In this light, it could be claimed that global warming is merely the cost of war in externalities. Rather, the peace dividend from world peace would easily pay for the remediation of anthropogenic carbon. Conversely, the funds that might be used to pay for mitigation of global warming will likely continue to be used to fund warfare until the countries of the world commit to disarm and cease hostilities.

The most effective way, then, to raise the funds needed to pay for decarbonization is to advocate for world peace and universal disarmament.

[–] [email protected] 1 points 1 month ago (1 children)

How many trees (planting, TLC, prescribed burning, carer wages, etc.) could $500B per year pay for? Would that be enough to reclaim the carbon?

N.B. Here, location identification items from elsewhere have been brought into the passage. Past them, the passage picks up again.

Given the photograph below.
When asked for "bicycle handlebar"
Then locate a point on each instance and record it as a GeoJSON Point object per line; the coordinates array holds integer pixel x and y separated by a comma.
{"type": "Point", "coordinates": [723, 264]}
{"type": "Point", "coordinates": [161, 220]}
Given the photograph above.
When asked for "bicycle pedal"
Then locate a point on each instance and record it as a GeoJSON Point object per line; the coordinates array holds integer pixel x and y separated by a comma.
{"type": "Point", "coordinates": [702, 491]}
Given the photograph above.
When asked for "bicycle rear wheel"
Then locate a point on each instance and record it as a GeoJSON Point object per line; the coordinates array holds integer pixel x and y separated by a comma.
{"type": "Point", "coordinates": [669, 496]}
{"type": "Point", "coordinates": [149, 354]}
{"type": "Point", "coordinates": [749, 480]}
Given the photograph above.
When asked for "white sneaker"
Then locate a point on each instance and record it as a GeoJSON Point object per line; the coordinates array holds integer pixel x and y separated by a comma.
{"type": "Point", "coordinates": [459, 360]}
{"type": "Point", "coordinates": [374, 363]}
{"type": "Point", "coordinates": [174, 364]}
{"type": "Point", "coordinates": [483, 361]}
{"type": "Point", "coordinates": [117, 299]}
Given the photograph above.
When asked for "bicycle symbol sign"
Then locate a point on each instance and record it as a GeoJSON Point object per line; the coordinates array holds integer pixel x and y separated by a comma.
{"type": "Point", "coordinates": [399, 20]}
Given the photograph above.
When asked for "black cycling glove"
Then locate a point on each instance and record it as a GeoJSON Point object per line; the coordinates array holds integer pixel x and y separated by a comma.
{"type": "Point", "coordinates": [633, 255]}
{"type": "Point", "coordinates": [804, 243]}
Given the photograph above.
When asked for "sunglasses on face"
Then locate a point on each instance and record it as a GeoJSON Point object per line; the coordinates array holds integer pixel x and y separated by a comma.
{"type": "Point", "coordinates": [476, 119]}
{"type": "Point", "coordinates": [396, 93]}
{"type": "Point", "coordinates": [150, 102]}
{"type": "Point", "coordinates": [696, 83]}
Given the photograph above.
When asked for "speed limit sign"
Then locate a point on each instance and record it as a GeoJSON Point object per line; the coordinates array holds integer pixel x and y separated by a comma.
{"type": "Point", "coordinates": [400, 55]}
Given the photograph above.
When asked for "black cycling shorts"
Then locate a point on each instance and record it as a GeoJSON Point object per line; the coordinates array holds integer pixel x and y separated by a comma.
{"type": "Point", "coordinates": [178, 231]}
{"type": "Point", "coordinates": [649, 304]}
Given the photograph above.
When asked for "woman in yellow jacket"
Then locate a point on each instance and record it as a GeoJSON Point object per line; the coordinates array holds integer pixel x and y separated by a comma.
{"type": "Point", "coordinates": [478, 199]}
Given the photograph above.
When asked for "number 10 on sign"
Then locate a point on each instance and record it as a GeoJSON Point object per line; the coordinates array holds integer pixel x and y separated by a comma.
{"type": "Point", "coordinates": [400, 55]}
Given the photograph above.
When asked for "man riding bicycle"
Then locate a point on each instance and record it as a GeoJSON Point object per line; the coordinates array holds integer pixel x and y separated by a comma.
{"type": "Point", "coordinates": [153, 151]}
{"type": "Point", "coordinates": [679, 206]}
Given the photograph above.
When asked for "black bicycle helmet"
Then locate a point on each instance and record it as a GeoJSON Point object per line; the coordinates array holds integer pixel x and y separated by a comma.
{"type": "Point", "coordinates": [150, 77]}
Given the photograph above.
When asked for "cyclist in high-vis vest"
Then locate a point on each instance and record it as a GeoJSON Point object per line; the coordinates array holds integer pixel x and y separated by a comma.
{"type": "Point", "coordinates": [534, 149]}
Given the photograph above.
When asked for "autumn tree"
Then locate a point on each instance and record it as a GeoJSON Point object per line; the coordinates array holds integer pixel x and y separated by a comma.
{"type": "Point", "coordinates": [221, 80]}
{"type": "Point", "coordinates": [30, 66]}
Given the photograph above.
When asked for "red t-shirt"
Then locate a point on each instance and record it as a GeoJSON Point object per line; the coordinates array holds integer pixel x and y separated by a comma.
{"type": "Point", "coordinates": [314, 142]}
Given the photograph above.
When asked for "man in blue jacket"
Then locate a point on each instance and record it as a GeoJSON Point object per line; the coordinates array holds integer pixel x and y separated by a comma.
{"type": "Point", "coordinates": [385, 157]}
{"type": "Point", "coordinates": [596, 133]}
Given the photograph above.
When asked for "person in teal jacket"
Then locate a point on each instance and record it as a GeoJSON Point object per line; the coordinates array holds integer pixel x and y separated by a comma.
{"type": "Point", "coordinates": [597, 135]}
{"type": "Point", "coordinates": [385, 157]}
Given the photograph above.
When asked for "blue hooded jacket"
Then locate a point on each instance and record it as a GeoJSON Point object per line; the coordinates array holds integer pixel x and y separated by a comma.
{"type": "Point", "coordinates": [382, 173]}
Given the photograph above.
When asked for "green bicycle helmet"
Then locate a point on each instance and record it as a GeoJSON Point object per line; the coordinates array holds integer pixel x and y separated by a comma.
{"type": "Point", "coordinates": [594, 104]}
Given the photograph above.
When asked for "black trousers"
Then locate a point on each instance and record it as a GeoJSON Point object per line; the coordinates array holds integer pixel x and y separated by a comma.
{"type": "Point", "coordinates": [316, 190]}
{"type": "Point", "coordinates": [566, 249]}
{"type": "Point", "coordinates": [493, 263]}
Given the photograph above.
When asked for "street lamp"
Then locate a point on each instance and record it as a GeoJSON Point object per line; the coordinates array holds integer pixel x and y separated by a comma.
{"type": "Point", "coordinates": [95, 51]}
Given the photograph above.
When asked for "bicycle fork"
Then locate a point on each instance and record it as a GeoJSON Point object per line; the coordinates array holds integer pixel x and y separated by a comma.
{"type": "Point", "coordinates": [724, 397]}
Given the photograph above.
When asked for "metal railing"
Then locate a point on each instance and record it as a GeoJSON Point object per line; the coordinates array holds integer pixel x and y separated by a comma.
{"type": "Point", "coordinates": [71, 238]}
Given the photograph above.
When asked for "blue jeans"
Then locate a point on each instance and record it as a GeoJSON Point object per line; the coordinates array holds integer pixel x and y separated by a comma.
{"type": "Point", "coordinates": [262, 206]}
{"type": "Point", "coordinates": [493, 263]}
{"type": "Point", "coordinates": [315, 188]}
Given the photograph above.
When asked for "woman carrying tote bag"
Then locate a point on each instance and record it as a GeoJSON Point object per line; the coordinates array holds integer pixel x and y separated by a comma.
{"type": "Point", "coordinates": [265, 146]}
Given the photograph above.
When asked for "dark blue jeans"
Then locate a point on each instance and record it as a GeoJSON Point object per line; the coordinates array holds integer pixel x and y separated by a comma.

[–] [email protected] 3 points 1 month ago

Plenty of trees could be planted with $500 billion, but the timeframe to sequester the carbon the biosphere would be greatly extended. The reason that the author of the article discounts tree planting as a strategy for sequestration is that, as you may have noticed, trees release much of their carbon back into the biosphere in winter when they drop their leaves onto the ground. These leaves are then converted back into CO2 by the many fungi, bacteria, and detrivores on the forest floor.

As a result, there is more disruption caused by climate change. I think planting trees is an excellent idea, and that we should definitely do it, but it's not an atmospheric carbon mitigation strategy.

If you are interested in this, look into carbon sequestration rates of switchgrass and elephant grass.